October 30th, 2011 — 2:13am

October 29, 2011

Today’s Special:  Steak, Egg, and Cheese Bagel.

I got the bagels in Ann Arbor last week, the first stop on my downstate book tour.  It seemed good in a special way to be back in Ann Arbor where I went to college in order to talk about SOUTH OF SUPERIOR.  There was a nice feeling of accomplishment and circularity to it.  Also it was fun.  I saw my sister and lots of friends and was treated to a lovely dinner party and ate at the Northside Grill twice and bought some cool notebooks to write in as well as some new shoes that may or may not turn out to be as comfortable as advertised.  So far not, but I keep hoping.

Dinner Party at Mike and Karen's

Lunch at the Northside with Lisa

The Northside Grill (it was the Cloverleaf 25 years ago when I was on grounds crew at the Burns Eye Clinic, right across the street)

Breakfast at the Northside with my sis, Mariann

My talk and signing was at Nicola’s Books, an impressive, wonderful store.
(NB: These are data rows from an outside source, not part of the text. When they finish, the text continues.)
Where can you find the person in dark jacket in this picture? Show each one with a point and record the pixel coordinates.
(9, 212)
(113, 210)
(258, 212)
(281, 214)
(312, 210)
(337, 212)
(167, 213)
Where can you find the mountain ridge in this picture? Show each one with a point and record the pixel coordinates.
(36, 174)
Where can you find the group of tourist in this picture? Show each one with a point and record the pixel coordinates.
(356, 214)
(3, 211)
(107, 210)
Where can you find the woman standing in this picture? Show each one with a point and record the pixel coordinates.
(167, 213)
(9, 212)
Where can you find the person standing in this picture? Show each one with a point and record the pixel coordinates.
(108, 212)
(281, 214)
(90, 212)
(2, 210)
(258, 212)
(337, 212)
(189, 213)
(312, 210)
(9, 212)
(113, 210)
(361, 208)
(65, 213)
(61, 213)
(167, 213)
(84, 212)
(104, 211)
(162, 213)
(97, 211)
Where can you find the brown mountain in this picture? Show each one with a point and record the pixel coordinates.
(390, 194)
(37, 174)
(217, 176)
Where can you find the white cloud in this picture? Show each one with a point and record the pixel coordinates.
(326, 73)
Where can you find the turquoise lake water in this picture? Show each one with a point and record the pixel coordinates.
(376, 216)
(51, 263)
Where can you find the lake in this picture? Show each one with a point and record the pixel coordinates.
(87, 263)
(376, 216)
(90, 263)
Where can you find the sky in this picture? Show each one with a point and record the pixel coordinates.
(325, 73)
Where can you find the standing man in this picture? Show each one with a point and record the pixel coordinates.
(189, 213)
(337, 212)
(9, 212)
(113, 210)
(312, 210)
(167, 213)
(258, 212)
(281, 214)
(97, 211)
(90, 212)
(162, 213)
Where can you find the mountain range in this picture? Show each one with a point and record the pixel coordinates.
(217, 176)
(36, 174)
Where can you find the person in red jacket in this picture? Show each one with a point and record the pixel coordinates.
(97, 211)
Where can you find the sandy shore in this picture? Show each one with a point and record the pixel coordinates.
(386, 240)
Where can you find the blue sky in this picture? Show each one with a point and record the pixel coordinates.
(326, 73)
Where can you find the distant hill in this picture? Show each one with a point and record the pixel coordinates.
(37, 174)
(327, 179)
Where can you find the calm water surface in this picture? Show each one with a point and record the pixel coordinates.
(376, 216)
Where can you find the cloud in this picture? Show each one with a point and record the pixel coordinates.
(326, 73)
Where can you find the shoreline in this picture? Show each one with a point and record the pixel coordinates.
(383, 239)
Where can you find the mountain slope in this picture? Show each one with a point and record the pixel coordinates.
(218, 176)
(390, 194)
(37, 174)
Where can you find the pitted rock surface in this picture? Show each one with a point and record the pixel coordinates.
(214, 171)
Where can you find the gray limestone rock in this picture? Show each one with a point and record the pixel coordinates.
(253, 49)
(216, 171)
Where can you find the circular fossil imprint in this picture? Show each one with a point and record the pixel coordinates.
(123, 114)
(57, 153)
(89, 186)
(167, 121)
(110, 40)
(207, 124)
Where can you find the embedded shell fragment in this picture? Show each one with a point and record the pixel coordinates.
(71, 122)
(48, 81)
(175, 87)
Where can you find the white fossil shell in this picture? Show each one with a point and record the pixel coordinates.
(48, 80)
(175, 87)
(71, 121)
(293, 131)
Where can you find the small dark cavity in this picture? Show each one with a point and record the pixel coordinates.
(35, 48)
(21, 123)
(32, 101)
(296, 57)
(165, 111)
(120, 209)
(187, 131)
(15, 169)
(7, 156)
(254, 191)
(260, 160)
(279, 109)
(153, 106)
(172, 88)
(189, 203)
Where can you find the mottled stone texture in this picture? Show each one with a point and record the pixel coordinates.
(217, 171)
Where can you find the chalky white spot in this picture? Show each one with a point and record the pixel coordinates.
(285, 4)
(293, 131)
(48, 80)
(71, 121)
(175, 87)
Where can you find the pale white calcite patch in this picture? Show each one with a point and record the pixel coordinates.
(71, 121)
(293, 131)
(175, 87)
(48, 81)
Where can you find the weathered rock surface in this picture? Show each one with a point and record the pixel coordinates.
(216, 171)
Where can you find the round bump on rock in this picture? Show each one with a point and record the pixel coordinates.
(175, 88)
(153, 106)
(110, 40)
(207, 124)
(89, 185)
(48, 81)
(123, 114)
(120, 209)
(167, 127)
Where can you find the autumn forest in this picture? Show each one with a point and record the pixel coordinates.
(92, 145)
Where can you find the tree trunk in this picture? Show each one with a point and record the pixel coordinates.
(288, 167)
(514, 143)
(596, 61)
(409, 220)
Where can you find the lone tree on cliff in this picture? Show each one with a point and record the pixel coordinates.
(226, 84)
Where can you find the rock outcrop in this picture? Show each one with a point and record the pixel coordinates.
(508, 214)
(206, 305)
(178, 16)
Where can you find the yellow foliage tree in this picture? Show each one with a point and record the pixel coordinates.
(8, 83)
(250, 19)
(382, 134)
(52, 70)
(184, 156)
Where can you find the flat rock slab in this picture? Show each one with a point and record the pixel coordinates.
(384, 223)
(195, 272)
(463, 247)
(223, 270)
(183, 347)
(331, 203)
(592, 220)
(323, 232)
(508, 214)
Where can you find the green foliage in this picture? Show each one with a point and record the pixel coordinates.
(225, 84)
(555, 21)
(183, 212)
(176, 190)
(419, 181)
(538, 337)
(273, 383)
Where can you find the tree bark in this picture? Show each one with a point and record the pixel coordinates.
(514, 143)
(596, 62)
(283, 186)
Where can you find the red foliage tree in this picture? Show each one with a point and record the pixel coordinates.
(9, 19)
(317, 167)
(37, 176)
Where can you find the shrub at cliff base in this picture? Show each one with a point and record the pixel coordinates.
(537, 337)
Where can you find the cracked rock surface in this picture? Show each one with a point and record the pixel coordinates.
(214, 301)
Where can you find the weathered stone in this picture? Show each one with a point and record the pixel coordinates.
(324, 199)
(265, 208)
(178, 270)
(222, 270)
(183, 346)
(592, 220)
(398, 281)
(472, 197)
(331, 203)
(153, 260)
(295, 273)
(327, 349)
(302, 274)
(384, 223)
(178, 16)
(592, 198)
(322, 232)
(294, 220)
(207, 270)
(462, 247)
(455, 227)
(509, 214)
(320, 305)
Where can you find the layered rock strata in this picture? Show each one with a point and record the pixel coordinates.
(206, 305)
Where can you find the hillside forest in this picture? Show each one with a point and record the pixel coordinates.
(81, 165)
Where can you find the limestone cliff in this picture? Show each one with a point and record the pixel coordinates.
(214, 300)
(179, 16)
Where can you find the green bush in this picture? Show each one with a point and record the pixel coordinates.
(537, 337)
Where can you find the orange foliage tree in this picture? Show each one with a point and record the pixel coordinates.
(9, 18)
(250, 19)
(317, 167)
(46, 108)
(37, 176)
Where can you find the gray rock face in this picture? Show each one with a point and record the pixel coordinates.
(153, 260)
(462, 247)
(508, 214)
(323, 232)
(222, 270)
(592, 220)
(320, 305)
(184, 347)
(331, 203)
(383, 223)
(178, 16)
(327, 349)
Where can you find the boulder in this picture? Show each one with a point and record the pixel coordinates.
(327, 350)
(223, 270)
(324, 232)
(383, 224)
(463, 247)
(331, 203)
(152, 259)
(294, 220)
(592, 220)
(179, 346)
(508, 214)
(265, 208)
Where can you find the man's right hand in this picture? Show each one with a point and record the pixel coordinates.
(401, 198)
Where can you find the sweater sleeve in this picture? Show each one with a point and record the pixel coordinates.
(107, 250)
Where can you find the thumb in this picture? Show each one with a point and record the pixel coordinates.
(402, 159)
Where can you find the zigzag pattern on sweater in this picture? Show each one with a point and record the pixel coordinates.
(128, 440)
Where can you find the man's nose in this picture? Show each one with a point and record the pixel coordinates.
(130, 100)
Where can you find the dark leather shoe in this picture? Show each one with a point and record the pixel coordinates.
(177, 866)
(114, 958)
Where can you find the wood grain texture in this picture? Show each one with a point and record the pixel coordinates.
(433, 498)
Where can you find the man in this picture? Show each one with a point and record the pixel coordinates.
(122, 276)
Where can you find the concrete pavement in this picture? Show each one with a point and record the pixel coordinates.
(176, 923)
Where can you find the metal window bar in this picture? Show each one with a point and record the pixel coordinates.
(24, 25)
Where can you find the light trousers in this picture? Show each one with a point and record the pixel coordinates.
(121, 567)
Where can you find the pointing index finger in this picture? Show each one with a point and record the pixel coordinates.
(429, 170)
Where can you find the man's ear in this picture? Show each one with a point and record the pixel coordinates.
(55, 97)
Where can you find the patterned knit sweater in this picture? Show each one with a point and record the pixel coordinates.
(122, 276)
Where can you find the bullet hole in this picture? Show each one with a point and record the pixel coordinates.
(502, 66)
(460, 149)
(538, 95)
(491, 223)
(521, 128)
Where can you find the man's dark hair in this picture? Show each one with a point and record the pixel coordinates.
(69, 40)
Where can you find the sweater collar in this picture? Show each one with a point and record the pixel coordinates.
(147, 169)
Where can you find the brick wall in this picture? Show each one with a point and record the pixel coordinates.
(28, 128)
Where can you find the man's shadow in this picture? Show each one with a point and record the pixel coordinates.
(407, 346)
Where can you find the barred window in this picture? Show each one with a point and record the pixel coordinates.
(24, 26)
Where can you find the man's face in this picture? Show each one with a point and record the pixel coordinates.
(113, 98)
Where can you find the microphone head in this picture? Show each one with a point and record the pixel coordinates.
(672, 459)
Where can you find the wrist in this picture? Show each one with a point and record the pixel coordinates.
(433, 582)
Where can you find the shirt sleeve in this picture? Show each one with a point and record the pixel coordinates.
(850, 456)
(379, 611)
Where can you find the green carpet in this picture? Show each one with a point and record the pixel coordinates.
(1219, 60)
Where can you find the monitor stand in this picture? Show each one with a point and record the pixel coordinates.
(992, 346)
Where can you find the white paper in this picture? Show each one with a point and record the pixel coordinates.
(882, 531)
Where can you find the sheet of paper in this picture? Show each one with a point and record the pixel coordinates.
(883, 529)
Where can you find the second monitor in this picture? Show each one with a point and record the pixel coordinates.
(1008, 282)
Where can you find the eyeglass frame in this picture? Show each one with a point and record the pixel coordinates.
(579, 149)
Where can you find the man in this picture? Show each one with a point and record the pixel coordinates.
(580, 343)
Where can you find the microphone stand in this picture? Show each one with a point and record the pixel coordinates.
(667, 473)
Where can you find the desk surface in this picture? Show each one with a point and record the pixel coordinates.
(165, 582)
I remember specific titles I’ve gotten there over the years:  The Journals of Lewis and ClarkSaving GracePopulation 485.  Lot and lots of books about writing.  Also a salt and pepper shaker shaped like a snowman and snowlady riding a sled, a snowglobe, gorgeous wrapping paper, and calendars.   Right next door is Barry’s Bagels, where I was always a devotee of the double garlic.

It was a rainy Thursday night, and Lynn, who greeted me, told me very kindly not to feel bad if the crowd was small, that it’s hard to get people to come out in the rain.  I told her okay and meant it sincerely, because so far I’ve had a lovely time at these events no matter what the turnout,  small, medium, or large.

I’m humbled to say that the turnout was huge.  It was an amazing audience replete with good questions and comments and warm smiles.  My thanks to everyone for coming.  Also, thank you Jane for the delicious ginger cookies, and thank you to the woman who gave me the cranberry walnut bread that I’ve been enjoying with coffee in the mornings all week.  In the hubbub, I am sorry to say I lost track of who you were but I think of you daily.